I shall never forget that luminous journey on that brightest of winter nights. The colored map of the heavens expanded into an immense dome, on which there loomed fantastic lands, oceans and seas, marked with the lines of stellar currents and eddies, with the brilliant streaks of heavenly geography. The air became light to breathe and shimmered like silver gauze. One could smell violets. From under the white woolly lambskin of snow, trembling anemones appeared with a speck of moonlight in each delicate cup. The whole forest seemed to be illuminated by thousands of lights and by the stars falling in profusion from the December sky. The air pulsated with a secret spring, with the matchless purity of snow and violets. We entered a hilly landscape. The lines of hills, bristling with the bare spikes of trees, rose like sighs of bliss. I saw on these happy slopes groups of wanderers, gathering among the moss and the bushes the fallen stars which now were damp from snow. The road became steep, the horse began to slip on it and pulled the creaking cab only with an effort. I was happy. My lungs soaked up the blissful spring in the air, the freshness of snow and stars.
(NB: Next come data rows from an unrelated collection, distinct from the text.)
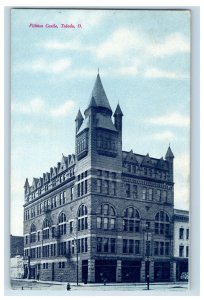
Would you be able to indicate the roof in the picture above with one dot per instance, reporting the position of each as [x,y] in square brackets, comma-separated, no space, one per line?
[99,95]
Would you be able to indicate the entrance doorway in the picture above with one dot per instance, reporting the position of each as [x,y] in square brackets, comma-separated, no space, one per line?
[105,270]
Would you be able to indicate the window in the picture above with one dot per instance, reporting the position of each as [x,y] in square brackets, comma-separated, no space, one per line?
[106,187]
[72,193]
[187,233]
[134,193]
[162,224]
[32,234]
[46,229]
[82,218]
[127,188]
[181,233]
[62,224]
[99,244]
[144,193]
[106,217]
[181,249]
[187,251]
[71,226]
[99,186]
[131,220]
[150,194]
[113,188]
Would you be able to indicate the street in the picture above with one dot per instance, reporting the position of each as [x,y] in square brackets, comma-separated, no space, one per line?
[35,285]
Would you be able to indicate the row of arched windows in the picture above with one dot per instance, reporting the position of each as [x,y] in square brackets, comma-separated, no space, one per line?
[106,220]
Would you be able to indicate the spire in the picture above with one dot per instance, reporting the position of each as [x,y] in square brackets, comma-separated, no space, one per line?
[26,183]
[79,116]
[169,153]
[99,95]
[92,102]
[118,111]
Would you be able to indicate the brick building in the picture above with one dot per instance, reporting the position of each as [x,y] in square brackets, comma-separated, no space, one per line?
[101,213]
[181,244]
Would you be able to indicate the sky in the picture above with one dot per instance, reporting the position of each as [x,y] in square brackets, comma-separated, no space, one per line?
[143,58]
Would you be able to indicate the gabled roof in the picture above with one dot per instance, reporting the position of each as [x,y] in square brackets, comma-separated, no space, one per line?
[118,111]
[169,153]
[99,95]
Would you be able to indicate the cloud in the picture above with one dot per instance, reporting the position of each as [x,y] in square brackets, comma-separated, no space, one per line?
[38,106]
[164,136]
[43,66]
[34,106]
[173,44]
[62,110]
[174,119]
[157,73]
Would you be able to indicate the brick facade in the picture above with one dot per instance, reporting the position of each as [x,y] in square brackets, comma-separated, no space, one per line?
[102,213]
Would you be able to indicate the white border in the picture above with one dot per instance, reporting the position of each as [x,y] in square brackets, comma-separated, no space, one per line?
[195,162]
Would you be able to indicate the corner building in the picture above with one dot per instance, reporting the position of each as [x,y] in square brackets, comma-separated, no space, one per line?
[102,214]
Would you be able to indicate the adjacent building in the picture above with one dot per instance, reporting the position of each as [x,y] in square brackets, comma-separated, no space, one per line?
[102,213]
[181,244]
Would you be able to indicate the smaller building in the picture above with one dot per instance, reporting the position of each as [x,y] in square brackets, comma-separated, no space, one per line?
[181,244]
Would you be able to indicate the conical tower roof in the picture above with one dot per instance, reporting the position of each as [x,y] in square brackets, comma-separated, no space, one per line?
[169,153]
[118,111]
[99,94]
[79,116]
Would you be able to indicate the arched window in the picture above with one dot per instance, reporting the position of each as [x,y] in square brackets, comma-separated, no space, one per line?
[46,229]
[162,223]
[106,217]
[62,224]
[82,218]
[32,233]
[131,220]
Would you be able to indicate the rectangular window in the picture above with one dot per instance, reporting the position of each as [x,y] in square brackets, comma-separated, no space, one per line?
[166,248]
[137,247]
[131,246]
[159,195]
[112,246]
[113,188]
[85,187]
[99,172]
[78,190]
[181,248]
[144,193]
[99,186]
[187,233]
[125,246]
[164,196]
[105,244]
[134,193]
[106,187]
[127,188]
[181,233]
[156,248]
[150,194]
[161,248]
[112,224]
[105,223]
[72,193]
[98,222]
[99,244]
[106,174]
[187,251]
[71,226]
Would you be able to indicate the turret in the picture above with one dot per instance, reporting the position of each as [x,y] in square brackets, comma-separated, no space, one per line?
[170,158]
[79,120]
[118,118]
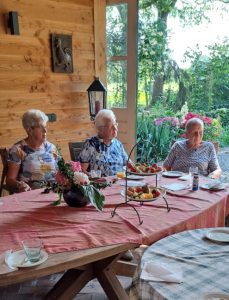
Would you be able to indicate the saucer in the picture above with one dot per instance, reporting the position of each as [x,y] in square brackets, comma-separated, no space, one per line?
[19,259]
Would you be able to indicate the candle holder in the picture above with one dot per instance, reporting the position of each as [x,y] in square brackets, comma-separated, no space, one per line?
[125,195]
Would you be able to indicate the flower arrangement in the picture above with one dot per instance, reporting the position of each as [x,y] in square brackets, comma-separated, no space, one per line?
[70,177]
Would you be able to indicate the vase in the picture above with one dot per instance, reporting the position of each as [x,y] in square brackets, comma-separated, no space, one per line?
[75,198]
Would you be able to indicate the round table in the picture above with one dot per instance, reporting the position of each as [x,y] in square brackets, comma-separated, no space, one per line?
[204,264]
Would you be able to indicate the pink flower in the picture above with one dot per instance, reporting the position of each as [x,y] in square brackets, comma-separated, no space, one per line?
[75,166]
[61,179]
[191,115]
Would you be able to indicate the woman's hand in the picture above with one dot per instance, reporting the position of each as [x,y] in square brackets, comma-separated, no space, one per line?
[22,186]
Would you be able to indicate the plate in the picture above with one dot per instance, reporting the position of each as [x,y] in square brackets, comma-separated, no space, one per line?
[174,174]
[144,174]
[19,259]
[134,177]
[133,183]
[162,191]
[216,296]
[208,186]
[218,235]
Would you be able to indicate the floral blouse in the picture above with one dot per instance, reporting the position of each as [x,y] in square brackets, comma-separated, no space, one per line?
[35,165]
[109,159]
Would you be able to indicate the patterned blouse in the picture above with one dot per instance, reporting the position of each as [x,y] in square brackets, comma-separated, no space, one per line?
[109,159]
[36,166]
[181,158]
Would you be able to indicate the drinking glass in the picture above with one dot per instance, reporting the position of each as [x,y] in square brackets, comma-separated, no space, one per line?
[192,171]
[32,248]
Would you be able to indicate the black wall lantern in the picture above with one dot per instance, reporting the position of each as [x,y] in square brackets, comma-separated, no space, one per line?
[97,94]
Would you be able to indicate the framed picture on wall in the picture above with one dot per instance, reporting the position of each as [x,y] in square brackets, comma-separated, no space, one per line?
[61,53]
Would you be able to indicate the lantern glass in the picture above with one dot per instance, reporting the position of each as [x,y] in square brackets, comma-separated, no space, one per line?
[97,97]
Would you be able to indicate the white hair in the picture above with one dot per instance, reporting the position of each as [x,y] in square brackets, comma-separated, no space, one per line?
[104,115]
[192,122]
[33,117]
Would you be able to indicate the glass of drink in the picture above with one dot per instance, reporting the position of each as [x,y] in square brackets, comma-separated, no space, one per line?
[192,170]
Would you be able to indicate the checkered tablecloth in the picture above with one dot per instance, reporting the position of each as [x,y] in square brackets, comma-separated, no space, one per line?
[205,266]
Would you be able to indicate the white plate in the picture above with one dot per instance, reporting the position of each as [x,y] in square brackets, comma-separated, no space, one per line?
[174,174]
[133,183]
[218,235]
[216,296]
[208,186]
[162,191]
[144,174]
[19,259]
[134,177]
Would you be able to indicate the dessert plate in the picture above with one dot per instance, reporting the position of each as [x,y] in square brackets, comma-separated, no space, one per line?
[19,259]
[162,193]
[218,235]
[212,187]
[174,174]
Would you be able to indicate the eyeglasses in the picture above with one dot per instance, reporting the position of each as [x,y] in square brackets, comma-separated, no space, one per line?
[42,127]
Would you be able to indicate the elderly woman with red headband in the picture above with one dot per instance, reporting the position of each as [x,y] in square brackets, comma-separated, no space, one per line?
[193,152]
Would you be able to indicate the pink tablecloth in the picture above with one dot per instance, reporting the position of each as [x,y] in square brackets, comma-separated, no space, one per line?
[63,228]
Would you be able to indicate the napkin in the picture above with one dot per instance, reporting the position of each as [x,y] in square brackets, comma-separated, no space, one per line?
[152,271]
[4,263]
[176,186]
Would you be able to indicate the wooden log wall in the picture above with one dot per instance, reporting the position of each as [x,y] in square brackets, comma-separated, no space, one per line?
[26,77]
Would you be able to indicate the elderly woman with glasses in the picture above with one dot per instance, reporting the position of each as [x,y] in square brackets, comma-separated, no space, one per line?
[193,152]
[104,152]
[32,162]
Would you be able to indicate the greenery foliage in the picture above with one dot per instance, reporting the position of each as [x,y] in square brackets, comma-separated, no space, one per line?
[157,139]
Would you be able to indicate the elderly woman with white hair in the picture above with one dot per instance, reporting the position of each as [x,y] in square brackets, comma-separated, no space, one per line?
[104,152]
[32,162]
[193,152]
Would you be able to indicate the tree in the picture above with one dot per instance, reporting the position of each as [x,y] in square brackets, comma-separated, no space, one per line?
[154,57]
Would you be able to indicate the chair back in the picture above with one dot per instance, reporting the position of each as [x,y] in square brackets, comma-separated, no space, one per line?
[75,148]
[4,155]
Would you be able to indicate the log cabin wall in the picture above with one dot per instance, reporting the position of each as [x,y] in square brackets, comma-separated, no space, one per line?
[26,77]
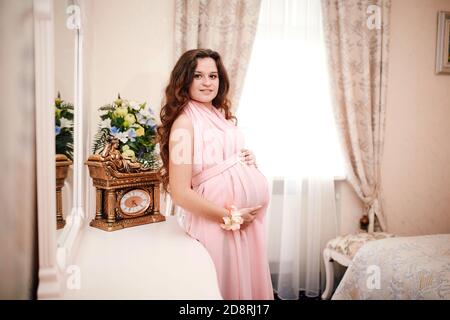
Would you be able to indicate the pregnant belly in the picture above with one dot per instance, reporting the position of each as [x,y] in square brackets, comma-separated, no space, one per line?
[241,185]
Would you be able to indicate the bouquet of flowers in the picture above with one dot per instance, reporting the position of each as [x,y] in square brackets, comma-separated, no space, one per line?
[134,125]
[63,127]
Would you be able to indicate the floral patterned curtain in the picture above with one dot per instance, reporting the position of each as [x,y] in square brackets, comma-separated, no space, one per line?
[357,39]
[225,26]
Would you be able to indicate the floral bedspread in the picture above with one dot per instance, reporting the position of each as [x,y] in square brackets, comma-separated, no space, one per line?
[399,268]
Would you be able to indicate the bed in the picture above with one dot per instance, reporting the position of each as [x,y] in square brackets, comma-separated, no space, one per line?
[399,268]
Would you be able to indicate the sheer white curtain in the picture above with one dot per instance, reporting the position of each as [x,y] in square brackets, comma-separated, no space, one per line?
[285,113]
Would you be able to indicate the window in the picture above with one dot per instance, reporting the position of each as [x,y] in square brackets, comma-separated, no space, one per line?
[285,110]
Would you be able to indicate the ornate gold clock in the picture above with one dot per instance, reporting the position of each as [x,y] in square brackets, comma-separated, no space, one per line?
[126,196]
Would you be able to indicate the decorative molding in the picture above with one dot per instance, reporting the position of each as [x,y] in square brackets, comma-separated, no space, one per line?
[49,274]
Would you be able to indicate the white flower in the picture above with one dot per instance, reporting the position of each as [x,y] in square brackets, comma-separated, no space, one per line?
[106,123]
[122,136]
[65,123]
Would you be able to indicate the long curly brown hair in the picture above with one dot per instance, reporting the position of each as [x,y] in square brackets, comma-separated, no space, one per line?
[177,97]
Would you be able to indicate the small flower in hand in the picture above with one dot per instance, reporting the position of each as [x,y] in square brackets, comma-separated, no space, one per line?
[248,157]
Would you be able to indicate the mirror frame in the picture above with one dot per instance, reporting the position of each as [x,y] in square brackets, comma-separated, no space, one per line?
[55,255]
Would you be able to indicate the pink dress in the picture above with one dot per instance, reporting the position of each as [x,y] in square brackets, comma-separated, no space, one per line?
[239,256]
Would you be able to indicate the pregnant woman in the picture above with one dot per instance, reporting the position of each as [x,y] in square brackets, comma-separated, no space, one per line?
[210,175]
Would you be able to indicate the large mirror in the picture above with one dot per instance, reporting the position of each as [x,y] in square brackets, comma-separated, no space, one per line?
[65,56]
[68,110]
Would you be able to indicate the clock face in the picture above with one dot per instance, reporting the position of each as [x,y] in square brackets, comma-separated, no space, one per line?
[135,202]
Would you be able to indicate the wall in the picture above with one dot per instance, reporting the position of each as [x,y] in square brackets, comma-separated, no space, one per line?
[129,50]
[416,162]
[18,231]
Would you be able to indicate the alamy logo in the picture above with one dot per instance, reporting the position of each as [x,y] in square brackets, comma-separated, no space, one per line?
[374,19]
[373,280]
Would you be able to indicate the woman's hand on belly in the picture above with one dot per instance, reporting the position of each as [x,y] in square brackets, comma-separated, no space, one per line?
[248,157]
[248,215]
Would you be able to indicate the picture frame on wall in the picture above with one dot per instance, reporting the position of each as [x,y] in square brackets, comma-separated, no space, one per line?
[443,43]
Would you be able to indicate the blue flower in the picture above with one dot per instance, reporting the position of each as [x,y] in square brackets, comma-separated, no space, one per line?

Before the horse's breast the rampart of white snowy foam grew higher and higher, and it could hardly wade through that pure fresh mass. At last we stopped. I got out of the cab. The horse was panting, hanging its head. I hugged its head to my breast and saw that there were tears in its large eyes. I noticed a round black wound on its belly. “Why did not you tell me?” I whispered, crying. “My dearest, I did it for you,” the horse said and became very small, like a wooden toy. I left him and felt wonderfully light and happy. I was debating whether to wait for the small local train which passed through here or to walk back to the city. I began to walk down a steep path, winding like a serpent amidst the forest; at first in a light, elastic step; later, passing into a brisk, happy run which became gradually faster, until it resembled a gliding descent on skis. I could regulate my speed at will and change course by light movements of my body.